Saturday, June 18, 2011

Reverse Mergers Are Not The Problem

David N. Feldman is a Partner in Richardson & Patel LLP. His practice focuses on corporate and securities matters and general representation of public and private companies, investment banks, private equity firms and high net worth individuals.

David is considered one of the country's leading experts on reverse mergers, in which a private company becomes publicly traded through a merger with a publicly held "shell" company. His book on the subject, Reverse Mergers and Other Alternatives to Traditional IPOs, Second Edition (Bloomberg Press, 2009) was originally published in 2006.

The Giant Panda in the Room
by David Feldman

Yes I used that phrase when speaking at this past week’s Reverse Merger Conference in LA.

I also likened the Chinese reverse merger situation to US Rep. Anthony Weiner (yes some bad stuff happened but there is a real risk of overreaction). I wanted to pass on a few thoughts about the conference, which has now been widely covered by Reuters and the like.

1. It was easy to get a seat. The much lower than usual attendance shows that our sector is in a challenging time. Granted, the hardy souls who remain active in this space, in many cases, are the “real” players who have worked hard to maintain the quality of their work and integrity of the transactions with which they are involved. Some of those present during the standing room only days of RM conferences were looky-loos, hangers-on, wanna-bees and I’m sure a few other hyphenated monikers we can posit. But we’ve lost some good players too, no question.

2. I remain optimistic, as I said on my panel, that the shakeout that will come with Chinese reverse mergers will ultimately be good for the RM world. We do not hear the SEC or PCAOB complaining about US reverse mergers being fraudulent. The focus has been on China, and when that has played itself out things should improve for all.

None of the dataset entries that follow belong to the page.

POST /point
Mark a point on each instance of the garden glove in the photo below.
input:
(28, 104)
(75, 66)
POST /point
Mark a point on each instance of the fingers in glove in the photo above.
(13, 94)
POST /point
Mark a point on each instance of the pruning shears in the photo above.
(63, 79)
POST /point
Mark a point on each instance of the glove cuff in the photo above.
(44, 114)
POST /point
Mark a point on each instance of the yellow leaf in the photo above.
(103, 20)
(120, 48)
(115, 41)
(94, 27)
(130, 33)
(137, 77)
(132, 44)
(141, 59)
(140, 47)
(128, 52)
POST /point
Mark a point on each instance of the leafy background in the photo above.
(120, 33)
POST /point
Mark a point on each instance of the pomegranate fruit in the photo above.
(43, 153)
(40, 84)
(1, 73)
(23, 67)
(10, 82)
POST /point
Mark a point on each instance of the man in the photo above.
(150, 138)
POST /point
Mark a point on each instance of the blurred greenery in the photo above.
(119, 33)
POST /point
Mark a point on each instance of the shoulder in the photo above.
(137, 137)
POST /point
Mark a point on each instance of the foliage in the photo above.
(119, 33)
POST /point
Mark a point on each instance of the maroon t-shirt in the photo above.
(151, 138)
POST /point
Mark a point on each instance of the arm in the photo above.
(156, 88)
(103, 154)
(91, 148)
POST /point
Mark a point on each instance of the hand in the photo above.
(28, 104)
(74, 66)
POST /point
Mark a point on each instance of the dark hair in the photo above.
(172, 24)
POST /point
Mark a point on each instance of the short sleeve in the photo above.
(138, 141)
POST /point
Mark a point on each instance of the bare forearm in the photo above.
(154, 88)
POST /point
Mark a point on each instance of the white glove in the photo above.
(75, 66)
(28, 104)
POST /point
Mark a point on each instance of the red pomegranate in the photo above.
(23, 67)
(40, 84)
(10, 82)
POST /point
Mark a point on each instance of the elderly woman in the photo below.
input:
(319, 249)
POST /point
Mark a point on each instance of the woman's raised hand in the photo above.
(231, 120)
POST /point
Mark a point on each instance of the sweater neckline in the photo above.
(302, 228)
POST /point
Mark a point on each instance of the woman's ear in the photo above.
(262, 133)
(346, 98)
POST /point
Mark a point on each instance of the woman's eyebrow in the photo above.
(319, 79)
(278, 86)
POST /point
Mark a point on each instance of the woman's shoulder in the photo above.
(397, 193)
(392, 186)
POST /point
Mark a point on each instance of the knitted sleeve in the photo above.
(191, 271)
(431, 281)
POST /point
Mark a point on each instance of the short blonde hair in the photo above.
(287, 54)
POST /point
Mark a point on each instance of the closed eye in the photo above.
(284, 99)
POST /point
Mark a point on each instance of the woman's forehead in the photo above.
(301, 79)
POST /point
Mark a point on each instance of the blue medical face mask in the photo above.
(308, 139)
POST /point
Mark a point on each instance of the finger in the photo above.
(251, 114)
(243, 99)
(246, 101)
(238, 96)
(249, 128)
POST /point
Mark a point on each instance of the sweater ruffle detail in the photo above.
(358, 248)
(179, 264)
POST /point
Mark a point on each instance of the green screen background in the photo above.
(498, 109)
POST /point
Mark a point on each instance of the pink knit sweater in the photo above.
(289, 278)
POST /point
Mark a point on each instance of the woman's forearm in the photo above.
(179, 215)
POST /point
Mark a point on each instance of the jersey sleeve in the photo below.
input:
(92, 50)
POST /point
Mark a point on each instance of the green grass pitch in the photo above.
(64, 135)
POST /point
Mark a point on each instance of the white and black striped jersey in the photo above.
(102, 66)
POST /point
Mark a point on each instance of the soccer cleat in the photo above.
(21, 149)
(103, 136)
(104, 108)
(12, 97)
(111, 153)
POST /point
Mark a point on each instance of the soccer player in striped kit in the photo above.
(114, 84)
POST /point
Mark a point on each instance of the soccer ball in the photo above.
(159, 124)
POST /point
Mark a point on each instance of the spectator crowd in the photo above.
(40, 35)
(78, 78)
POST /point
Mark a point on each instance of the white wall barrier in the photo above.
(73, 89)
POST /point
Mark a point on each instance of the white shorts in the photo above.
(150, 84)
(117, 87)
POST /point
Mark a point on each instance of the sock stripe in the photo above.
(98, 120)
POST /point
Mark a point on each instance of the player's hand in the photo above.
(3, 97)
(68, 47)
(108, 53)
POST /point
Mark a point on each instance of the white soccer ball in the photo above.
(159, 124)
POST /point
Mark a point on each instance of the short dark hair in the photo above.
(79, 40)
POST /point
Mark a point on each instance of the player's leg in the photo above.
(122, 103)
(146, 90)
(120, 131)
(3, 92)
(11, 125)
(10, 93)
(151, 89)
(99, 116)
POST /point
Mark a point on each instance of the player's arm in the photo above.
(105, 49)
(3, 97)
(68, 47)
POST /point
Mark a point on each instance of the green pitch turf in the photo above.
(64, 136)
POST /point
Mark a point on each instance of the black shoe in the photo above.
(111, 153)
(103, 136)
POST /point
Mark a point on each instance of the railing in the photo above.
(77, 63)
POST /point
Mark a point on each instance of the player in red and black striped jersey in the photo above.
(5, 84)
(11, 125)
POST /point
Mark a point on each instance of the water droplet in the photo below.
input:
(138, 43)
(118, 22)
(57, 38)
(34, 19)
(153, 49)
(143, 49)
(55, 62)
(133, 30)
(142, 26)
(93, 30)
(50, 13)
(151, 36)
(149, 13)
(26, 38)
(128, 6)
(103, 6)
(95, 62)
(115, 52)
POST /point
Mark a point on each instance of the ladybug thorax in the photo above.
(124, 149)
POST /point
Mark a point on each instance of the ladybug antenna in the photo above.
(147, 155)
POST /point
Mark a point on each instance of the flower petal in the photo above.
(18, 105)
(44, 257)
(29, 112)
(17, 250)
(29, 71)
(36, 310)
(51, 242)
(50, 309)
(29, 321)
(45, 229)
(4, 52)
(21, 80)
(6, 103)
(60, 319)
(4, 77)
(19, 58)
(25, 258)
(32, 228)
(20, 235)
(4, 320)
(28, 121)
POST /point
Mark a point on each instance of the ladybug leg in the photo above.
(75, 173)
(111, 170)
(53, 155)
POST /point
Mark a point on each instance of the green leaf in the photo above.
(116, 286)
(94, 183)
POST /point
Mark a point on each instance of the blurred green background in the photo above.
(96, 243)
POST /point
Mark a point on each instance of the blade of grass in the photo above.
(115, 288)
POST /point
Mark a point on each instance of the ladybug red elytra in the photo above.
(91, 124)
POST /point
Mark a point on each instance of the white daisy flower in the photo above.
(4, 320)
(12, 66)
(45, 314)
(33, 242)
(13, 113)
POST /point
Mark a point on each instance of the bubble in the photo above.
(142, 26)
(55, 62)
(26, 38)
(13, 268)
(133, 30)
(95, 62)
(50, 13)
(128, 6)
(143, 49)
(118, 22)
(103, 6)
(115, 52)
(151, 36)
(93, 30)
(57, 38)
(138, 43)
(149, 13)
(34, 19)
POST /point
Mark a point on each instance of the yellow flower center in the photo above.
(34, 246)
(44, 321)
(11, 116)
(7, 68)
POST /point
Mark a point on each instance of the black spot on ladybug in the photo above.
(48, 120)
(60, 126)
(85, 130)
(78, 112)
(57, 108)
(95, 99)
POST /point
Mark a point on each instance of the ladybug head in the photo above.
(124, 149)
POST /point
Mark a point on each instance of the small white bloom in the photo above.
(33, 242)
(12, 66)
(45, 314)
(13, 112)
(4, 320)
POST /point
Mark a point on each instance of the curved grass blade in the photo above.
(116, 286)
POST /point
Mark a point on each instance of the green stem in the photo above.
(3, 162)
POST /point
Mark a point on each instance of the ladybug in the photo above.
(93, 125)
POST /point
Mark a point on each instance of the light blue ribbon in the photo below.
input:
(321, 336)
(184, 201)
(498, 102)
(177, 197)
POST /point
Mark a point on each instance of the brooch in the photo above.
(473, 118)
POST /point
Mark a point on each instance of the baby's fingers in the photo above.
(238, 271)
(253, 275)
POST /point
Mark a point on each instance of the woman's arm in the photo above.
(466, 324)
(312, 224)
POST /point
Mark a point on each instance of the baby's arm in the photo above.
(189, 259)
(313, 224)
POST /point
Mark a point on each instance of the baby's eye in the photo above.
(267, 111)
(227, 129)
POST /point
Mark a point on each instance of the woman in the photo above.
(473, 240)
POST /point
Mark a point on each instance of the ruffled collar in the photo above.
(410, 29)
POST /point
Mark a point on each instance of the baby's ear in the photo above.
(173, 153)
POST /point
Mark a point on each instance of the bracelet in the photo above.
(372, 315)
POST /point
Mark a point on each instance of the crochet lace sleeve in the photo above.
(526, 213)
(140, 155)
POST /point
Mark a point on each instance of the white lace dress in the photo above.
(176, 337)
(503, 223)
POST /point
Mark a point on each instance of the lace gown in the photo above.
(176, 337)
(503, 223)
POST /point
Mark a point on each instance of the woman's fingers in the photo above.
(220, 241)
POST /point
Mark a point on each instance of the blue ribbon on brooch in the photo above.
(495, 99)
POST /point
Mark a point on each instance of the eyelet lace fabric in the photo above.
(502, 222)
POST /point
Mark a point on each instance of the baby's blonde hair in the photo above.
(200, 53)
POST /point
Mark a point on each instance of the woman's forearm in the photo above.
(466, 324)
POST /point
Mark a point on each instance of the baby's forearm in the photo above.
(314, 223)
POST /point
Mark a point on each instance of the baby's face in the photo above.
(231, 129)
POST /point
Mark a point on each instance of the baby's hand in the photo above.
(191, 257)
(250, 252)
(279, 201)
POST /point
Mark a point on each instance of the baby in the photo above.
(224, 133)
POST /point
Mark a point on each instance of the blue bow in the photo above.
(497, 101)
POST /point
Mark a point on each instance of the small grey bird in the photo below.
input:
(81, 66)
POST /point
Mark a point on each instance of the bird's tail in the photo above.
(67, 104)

3. RM remains one of the few legitimate alternatives for a company that can benefit from a public trading stock but for whatever reason is not able to (or does not wish to) pursue a traditional IPO. The issue is not the technique which took companies public but rather the players involved. We are busier than ever with reverse mergers. The vast majority of the deals I’m working on (7 currently) are US based. The industry as a whole remains active and strong despite the negative attention from both press and regulators which, when one digs down, is all about China, and not really reverse mergers.

4. China short sellers? Well, much like the US class action plaintiff securities bar, they are uncovering some real fraudulent situations, but some really do appear to be simply slapping mud everywhere to see what sticks, even if there is no initial real evidence of a problem. I loved how the Reuters piece pointed out that one of the short sellers who spoke on the panel was smoking a cigarette afterward.

5. The more transparent our deals the better. Most of the deals facing problems now had completed fully underwritten, SEC reviewed and approved public offerings after their reverse mergers. Thus, the public investors had the same protections as those in a traditional IPO. The fact that several post-IPO companies, including one taken public by Goldman Sachs and Deloitte & Touche, are also ensnared in this mess, proves that an IPO doesn’t necessarily provide any additional protection.